9 Gedanken zu “Die finnische Steuererklärung: der feuchte Traum eines Wirtschaftswissenschaftlers (Teil 2)

  1. toll geschrieben – Danke! – noch anzumerken wäre, dass es noch ein paar Eigenheiten des Steuersystem gibt, die ich jetzt nicht ganz so gut finde: keine Spekulationssteuer für Immobilien (egal ob eigengenutzt oder vermietet), was die Preise in die Höhe treibt oder auch extrem niedrige Schenkungsfreibeträge für Familienmitglieder (irgendwie 3000€ p.a.)

    und auch nicht zu vergessen: die Steuerzahlungswilligkeit kommt auch daher, dass eben alles so offen ist. Alle haben Angst ertappt zu werden, also macht man keinesfalls was um auch nur in den Verdacht einer Steuerhinterziehung zu kommen….

    • Stimmt nicht ganz mit ”keiner Spekulationssteuer”. Die Immobilie muss mindestens zwei Jahre ununterbrochen von einem selbst bewohnt worden sein, damit keine Steuer auf den Gewinn zu zahlen ist. Auch eine einzige Nacht in Airbnb-Verwendung verhindert die Steuerfreiheit.

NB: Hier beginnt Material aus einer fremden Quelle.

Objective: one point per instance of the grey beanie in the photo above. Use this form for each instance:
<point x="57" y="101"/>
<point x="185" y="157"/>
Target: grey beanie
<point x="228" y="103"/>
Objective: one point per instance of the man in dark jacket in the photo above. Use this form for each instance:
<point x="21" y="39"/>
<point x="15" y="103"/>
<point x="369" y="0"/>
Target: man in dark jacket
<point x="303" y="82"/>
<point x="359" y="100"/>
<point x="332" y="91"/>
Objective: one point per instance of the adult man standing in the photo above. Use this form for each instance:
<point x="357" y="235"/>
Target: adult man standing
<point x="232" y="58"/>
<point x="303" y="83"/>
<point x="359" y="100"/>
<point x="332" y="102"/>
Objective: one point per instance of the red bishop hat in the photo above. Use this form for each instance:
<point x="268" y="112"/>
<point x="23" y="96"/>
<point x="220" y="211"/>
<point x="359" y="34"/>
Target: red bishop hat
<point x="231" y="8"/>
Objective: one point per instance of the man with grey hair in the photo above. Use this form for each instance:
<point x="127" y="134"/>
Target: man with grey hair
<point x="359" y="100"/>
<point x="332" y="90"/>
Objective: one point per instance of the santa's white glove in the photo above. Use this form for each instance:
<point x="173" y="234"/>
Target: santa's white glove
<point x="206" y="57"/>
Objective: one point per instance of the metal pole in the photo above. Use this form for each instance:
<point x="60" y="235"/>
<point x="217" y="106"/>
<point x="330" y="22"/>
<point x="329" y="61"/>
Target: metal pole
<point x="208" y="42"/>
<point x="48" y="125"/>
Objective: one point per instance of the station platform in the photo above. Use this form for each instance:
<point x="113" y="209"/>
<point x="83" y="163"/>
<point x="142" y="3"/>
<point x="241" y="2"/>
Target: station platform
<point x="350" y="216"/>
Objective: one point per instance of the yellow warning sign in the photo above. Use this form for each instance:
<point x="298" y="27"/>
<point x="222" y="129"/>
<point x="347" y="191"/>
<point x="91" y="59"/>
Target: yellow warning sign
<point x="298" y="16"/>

      • interessant, war vor 2 Jahren nicht so (jedenfalls war das die Antwort meiner Finnische Familie auf die Frage ob es Spekulatonssteuer gibt: nein gibt’s nicht) – in Deutschland 10 Jahre Haltefrist oder selber drin wohnen (unklar wie lange, vermutlich reicht 1 Tag nicht! eher 2 Monate?)

      • Soll heissen es gibt nur eine Möglichkeit den Gewinn nicht zu versteuern und das ist mindestens 2 Jahre drin zu wohnen? Egal wie lange man die Wohnung hat, man bezahlt als nicht Eigennutzer immer Steuern auf den Gewinn? Welcher Steuersatz bei nicht Finnland steuerpflichtigen?

  2. Für in Finnland erwirtschafteten Gewinn aus Immobilien – egal ob Vermietung oder Verkauf – ist man meines Wissens nach immer auch in Finnland kapitalertragssteuerpflichtig (auch wenn man nicht dort wohnt), das nennt sich „bedingt oder teilweise steuerpflichtig“, das heißt, man ist nur für die in Finnland erwirtschafteten Gewinne in Finnland steuerpflichtig. Macht man woanders Gewinne, werden die woanders versteuert. Das ist übrigens vergleichsweise milde, Österreich besteuert zum Beispiel Eigentümer im Ausland mit imaginären Gewinnen (soll Spekulantentum verhindern). Man zahlt die Kapitalgewinnsteuer, ist 30% auf den Gewinn (bis 30.000) und 34% bei über 30.000.. Beispiel: Man hat die Wohnung für 100.000 gekauft und verkauft sie für 200.000. Man zahlt auf die 100.000 Gewinn eine Steuer von 30%, hier also 30.000 Euro. Genau so ist es: Die einzige Möglichkeit, dieser Steuer zu entgehen, ist, dass man mindestens 2 Jahre am Stück drin wohnt. ACHTUNG: eine einzige über Airbnb vermietete Nacht unterbricht diese zwei Jahre, darüber hat es schon eine Gerichtsentscheidung gegeben. Das bedeutet natürlich gleichzeitig, dass man die zwei Jahre auch komplett in Finnland steuerpflichtig ist, mit allen Einnahmen, sonst wohnt man nicht wirklich dort. Alle Angaben ohne Gewähr, bin weder Juristin noch Steuerberaterin.